19 Sep New Forms of Investments as engines of economic growth - are you prepared?
We recently launched the AIM FDI Report 2016: “The Future of FDI” at the Annual Investment Meeting in Dubai. The report was prepared by a team of professionals of Investment Consulting Associates (ICA).
Based on preliminary FDI data from UNCTAD, global FDI flows increased with 36% in 2015 to an estimated US$1.7 trillion, their highest level since the global economic and financial crisis of 2008-2009. However, the increase in FDI flows was largely due to cross-border M&As – a rise of 61% in 2015 - with only a very limited contribution from greenfield investment projects. In fact based on data from fDi Markets the number of global greenfield FDI projects decreased from nearly 12,900 in 2014 to slightly over 11,900 in 2015 – a decrease of almost 1,000 projects globally, which confirms the limited contribution from greenfield FDI.
Does this matter? In one way it does as greenfield FDI projects are often considered ‘the holy grail’ of economic development and investor attraction by many Investment Promotion Agencies (IPAs) and Economic Development Organizations (EDOs). Greenfield investments create jobs, bring in expertise and management skills, lead to capital and technology transfer. In other words the spillover effects are large. So if companies lose their appetite for greenfield FDI something must be fundamentally wrong with the global economy. Companies do find FDI too complicated due to instable, unpredictable and non- transparent investment and incentives policies that are associated with FDI, also highlighted in the AIM FDI Report. Many countries today still have unnecessary stringent or complicated FDI policies that make FDI projects difficult to realize and implement – something to worry about and take care off. Does this mean companies are not expanding their international operations and activities across the world? No not at all. On the contrary. Companies increasingly choose other forms of investments like: cross-border M&As (as highlighted above), strategic partnerships, joint ventures, franchising, license arrangements etc. These so-called New Forms of Investment and non-equity modes of investment have increased over the last 5 years, although data remain very limited about these NFIs.

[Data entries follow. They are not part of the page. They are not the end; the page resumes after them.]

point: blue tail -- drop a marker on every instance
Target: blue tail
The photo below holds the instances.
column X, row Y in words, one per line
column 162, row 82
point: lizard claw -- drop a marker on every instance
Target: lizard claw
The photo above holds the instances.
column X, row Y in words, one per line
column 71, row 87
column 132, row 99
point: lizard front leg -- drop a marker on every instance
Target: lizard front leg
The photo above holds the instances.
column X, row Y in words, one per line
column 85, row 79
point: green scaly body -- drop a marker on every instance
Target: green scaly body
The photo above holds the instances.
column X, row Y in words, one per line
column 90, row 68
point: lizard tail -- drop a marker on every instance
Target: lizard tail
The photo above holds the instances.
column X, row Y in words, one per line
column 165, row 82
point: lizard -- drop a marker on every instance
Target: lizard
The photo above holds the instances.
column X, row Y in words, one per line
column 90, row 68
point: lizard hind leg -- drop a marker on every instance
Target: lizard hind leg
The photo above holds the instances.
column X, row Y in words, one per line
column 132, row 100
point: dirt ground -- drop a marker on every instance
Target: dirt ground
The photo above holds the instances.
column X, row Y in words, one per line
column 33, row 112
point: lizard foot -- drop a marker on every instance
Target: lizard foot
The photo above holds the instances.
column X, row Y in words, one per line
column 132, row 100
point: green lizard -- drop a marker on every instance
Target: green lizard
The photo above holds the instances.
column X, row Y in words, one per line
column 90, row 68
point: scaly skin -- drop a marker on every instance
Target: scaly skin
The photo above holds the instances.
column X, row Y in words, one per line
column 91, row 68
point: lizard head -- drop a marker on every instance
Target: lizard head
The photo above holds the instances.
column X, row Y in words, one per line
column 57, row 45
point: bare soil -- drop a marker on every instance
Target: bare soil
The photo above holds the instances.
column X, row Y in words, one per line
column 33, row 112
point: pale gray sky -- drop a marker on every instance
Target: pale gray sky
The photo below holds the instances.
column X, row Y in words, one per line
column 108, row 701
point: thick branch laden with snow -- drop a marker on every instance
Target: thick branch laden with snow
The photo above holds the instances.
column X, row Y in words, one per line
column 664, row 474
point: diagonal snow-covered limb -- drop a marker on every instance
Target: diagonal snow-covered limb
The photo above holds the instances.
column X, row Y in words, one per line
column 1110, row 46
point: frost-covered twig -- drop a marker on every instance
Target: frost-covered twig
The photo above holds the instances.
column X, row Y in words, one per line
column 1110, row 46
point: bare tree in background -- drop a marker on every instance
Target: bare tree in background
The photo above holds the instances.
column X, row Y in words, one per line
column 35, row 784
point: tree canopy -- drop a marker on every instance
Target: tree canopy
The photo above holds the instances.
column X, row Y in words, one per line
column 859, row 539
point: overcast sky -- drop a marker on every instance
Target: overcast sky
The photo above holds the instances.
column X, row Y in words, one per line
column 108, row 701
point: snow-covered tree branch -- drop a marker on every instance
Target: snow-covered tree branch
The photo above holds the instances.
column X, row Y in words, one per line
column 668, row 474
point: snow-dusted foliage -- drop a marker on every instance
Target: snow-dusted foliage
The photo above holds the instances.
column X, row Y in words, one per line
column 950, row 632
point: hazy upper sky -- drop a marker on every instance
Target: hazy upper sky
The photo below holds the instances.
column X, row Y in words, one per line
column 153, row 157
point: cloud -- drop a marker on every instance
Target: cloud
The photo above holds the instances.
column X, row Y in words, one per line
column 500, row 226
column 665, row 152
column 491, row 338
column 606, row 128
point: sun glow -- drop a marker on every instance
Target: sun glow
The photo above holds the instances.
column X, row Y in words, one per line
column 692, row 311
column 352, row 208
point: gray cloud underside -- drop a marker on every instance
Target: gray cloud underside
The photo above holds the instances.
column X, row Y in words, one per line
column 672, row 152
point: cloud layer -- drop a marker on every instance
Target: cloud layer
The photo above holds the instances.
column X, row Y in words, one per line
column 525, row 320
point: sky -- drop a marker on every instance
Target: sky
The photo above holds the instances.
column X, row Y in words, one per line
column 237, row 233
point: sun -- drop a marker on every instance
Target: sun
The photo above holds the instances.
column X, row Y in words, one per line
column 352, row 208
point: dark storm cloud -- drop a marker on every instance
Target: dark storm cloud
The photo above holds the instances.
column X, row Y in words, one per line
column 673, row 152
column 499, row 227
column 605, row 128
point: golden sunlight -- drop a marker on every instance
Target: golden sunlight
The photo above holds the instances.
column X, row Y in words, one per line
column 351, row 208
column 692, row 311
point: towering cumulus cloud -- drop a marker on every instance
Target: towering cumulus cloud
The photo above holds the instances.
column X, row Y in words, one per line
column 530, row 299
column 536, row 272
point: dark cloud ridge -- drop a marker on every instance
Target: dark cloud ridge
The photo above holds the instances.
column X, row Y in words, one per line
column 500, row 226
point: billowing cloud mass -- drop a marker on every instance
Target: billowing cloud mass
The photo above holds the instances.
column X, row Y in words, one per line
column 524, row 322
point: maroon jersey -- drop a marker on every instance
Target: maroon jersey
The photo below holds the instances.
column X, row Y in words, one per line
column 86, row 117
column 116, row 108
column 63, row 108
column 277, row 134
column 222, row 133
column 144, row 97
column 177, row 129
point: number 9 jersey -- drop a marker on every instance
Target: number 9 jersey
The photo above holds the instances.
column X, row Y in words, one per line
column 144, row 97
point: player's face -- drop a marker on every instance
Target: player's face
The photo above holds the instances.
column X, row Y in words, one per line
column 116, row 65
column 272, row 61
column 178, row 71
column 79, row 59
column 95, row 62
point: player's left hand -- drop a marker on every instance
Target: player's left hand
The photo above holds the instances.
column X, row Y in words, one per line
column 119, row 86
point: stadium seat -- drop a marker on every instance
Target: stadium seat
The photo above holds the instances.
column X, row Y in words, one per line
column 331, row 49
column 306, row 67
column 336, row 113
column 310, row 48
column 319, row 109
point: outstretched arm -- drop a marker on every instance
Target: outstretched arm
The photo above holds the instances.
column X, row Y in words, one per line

As professionals in the field of investor attraction we may be too focused on finding the holy grail of foreign investment and need to turn our attention to these NFIs as they may over time also create similar economic development effects as typical greenfield FDI projects. In fact the increased appetite of companies for NFIs is also a sign of economic maturity of an economy. If a local economy has no domestic economic base of small or mid-sized companies JVs, alliances and M&As are simply not possible.
The above implies that your investment promotion strategies need to include these NFIs. For instance what can your national economy offer to foreign investors beyond incentives? Examples are a strong local supply base, of companies, a local base of technology driven firms that already tap into global markets with some of their services. It requires enhancing your knowledge about these NFIS and their drivers. Anticipating on NFIs, countries also need to develop new means of monitoring and adjustment as traditional measures of FDI may no longer adequately measure the impact of global investment activity on their economy. Finally, it also calls for a new mindset towards some of these NFIs and see the benefits for the local economy. Finally, it may need you to revise your incentive policies: NFIs also require New Forms of Incentives!